The private company was awarded the controversial €2 billion concession to run Karen Grech, St Luke’s and Gozo hospitals for 30 years in March 2016.
The Times of Malta on Tuesday revealed that the government has tied future administrations to pay €80 million in taxpayers’ money to VGH to give back the title of the land and buildings of the Karin Grech and Gozo General hospitals.
It also said that parts of the concession agreements, kept secret by the government, showed that, in the case of St Luke’s Hospital, Vitals can keep it and all its grounds for a total of 99 years.
In a statement, the PN said that through its members on the Public Accounts Committee, it had moved a formal request to the Auditor General to investigate the transfer and clarify how the deal was done.

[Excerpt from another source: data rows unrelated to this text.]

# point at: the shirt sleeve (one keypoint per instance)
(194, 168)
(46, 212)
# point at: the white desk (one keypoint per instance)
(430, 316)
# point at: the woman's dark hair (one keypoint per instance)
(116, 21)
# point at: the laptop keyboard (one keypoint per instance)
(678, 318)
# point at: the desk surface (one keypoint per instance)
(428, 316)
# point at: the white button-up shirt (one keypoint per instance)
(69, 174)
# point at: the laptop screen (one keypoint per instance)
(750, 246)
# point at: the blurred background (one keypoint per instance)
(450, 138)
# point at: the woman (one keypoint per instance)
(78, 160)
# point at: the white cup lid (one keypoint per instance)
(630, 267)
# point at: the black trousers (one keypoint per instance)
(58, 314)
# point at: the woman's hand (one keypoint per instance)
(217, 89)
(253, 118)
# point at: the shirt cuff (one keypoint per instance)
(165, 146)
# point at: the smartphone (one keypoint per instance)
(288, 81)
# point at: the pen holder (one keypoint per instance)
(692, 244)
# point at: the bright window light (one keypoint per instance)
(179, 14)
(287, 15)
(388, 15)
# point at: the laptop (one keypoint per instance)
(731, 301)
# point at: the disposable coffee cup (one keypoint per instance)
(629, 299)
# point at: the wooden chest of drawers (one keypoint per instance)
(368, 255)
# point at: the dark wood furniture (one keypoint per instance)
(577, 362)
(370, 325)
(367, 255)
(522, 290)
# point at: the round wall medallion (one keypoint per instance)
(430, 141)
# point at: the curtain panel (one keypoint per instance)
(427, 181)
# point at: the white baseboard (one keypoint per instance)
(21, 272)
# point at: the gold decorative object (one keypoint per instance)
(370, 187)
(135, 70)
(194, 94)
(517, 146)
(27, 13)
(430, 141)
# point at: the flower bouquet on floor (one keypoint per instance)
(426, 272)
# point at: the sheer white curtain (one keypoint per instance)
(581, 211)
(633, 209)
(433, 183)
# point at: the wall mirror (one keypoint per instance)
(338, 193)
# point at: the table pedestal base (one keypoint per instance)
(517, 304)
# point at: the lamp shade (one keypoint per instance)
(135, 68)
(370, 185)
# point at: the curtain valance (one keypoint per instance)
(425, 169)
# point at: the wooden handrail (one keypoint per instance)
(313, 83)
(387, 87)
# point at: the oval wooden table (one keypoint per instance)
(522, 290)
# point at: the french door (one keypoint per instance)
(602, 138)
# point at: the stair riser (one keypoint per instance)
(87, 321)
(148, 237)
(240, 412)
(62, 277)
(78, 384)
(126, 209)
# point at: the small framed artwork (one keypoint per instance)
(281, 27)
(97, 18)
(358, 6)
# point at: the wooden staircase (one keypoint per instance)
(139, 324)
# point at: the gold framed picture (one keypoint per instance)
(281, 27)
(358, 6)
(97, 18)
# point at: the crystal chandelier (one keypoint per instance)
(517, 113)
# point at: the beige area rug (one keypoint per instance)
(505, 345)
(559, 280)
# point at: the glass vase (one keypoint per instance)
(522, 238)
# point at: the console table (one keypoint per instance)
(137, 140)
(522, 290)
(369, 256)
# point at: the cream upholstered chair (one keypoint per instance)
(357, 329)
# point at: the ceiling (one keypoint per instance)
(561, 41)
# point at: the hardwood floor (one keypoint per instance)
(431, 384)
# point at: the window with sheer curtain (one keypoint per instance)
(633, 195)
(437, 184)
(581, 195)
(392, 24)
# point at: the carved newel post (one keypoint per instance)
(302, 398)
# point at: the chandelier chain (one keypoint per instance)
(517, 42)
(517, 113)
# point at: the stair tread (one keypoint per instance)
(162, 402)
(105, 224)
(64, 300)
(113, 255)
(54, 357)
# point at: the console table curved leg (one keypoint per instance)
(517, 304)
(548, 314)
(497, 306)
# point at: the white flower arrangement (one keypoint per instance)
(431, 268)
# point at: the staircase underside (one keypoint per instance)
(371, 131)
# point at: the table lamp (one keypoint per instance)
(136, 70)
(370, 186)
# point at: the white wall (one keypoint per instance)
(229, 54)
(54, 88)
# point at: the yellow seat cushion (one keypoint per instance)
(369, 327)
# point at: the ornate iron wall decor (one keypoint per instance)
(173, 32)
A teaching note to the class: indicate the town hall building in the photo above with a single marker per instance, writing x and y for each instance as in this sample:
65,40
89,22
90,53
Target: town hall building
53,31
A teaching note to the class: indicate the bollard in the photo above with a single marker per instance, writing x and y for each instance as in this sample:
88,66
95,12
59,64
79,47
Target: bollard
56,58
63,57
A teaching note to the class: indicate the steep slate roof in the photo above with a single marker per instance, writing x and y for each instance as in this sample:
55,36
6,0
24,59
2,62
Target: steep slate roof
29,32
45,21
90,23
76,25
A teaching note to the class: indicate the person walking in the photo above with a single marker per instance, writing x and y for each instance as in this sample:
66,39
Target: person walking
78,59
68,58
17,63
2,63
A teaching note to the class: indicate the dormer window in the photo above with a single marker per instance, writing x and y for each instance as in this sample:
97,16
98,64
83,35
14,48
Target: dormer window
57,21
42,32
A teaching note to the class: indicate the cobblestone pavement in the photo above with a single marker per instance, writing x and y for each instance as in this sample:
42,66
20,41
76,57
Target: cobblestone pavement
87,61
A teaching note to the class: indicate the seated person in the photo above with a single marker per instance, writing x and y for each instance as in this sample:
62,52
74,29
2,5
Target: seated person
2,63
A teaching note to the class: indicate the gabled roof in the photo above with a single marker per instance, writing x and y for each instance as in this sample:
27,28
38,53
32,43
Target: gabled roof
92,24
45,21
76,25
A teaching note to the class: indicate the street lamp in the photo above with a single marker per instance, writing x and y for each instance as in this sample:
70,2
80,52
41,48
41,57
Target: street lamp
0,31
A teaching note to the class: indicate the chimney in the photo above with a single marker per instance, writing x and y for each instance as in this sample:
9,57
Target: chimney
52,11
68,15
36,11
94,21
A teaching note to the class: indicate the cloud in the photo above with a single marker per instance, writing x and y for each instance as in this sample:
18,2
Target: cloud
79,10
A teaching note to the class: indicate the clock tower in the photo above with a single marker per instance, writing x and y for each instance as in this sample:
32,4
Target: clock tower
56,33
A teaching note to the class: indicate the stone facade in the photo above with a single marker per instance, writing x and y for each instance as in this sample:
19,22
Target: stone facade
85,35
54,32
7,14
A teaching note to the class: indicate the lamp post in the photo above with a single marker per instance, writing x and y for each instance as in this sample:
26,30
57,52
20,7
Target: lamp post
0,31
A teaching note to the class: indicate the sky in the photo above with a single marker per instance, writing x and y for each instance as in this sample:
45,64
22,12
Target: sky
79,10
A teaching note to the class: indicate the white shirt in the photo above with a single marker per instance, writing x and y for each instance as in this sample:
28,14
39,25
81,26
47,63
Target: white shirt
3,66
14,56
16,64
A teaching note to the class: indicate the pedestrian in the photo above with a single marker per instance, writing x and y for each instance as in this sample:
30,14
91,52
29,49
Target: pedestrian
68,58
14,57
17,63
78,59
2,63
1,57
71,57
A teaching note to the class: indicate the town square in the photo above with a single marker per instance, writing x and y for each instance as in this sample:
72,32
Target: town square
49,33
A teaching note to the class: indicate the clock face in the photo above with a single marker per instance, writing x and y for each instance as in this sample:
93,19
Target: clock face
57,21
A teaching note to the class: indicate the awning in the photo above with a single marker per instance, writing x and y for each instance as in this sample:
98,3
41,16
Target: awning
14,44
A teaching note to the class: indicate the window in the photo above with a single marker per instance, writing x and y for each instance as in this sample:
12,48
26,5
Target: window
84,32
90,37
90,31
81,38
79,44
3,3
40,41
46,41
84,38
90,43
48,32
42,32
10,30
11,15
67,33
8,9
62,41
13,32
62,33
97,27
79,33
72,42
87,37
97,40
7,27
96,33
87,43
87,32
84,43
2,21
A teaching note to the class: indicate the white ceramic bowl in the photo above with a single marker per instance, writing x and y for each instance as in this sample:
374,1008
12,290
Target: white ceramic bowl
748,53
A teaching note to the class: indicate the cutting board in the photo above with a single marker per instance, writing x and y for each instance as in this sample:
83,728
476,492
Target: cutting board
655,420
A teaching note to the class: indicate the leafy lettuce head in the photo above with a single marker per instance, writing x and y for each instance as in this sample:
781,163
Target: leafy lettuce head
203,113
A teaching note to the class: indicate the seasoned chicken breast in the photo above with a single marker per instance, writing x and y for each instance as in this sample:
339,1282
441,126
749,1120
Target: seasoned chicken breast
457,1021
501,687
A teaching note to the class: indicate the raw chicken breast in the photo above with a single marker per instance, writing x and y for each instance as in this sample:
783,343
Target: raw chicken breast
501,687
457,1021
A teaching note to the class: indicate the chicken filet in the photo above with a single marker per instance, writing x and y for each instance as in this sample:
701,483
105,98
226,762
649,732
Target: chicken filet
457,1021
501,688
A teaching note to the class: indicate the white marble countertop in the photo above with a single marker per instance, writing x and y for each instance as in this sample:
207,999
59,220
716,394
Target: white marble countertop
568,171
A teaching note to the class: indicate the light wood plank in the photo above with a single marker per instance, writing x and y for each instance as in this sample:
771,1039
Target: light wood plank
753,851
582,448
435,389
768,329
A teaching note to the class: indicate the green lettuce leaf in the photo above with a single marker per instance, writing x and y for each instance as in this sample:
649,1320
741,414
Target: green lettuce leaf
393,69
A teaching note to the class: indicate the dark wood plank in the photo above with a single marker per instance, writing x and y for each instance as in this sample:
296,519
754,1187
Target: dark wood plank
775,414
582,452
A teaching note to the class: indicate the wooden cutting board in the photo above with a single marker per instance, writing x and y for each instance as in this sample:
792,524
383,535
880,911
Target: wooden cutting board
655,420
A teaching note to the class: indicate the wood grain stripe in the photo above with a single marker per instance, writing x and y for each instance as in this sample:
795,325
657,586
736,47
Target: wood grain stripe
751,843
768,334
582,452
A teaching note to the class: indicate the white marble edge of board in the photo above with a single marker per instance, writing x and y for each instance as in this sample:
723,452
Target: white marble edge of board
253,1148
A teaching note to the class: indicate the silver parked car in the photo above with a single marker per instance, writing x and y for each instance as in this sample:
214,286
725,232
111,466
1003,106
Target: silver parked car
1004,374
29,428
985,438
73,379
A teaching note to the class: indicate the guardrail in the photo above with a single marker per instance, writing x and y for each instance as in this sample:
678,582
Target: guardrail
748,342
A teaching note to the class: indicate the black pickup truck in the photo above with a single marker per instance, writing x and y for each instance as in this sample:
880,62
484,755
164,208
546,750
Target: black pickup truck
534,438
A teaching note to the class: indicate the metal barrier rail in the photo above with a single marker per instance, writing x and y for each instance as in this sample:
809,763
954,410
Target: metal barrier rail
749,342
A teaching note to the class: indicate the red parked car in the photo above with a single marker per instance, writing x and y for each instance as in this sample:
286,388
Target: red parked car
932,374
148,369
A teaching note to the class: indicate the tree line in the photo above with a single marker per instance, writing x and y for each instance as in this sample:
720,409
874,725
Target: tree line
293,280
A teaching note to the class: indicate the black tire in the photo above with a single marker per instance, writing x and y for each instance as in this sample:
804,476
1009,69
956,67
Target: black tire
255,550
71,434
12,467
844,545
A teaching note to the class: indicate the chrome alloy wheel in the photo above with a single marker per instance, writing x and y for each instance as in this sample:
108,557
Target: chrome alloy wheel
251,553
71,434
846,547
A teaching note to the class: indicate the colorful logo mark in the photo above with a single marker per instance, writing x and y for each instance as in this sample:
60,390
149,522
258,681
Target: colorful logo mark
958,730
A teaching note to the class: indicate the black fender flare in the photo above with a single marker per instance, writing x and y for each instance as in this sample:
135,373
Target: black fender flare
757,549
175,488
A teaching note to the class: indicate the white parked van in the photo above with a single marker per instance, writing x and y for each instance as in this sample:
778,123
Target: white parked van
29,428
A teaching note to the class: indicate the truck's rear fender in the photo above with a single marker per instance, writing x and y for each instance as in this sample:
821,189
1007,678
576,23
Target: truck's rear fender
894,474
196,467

The Labour Party, on the other hand, said that the investigation showed that the government had nothing to hide. It said the investigation was originally requested by Health Minister Chris Fearne in December 2016.
The PN's call for an investigation was a year late and nothing but a move to please those who persisted in attacking all investment.
The PN said the terms of reference set by the Audit Office reflected how right it was to be concerned. The AG would investigate the deal, if this represented value for money and the transfer of the concession to a third party 20 months after the original contract was signed.
It insisted that the hospitals’ administration should reflect the interests of patients and the health sector and not the interests of hidden businessmen.
In another statement, PD asked if it had been confirmed that after 30 years St Luke's Hospital and its grounds would continue to be used for medical purposes.
It called for the identity of the VGH shareholders to be revealed and asked if any of them were Maltese.
"This agreement is looking increasingly like a millstone around our nation's healthcare's neck. One whose burden will be borne not only by this generation, but the next and the following after that."
If the government had any decency left, it said, it should rescind the agreement without delay, take back the hospitals and let the people who had run Malta’s healthcare diligently and efficiently for centuries, run it again.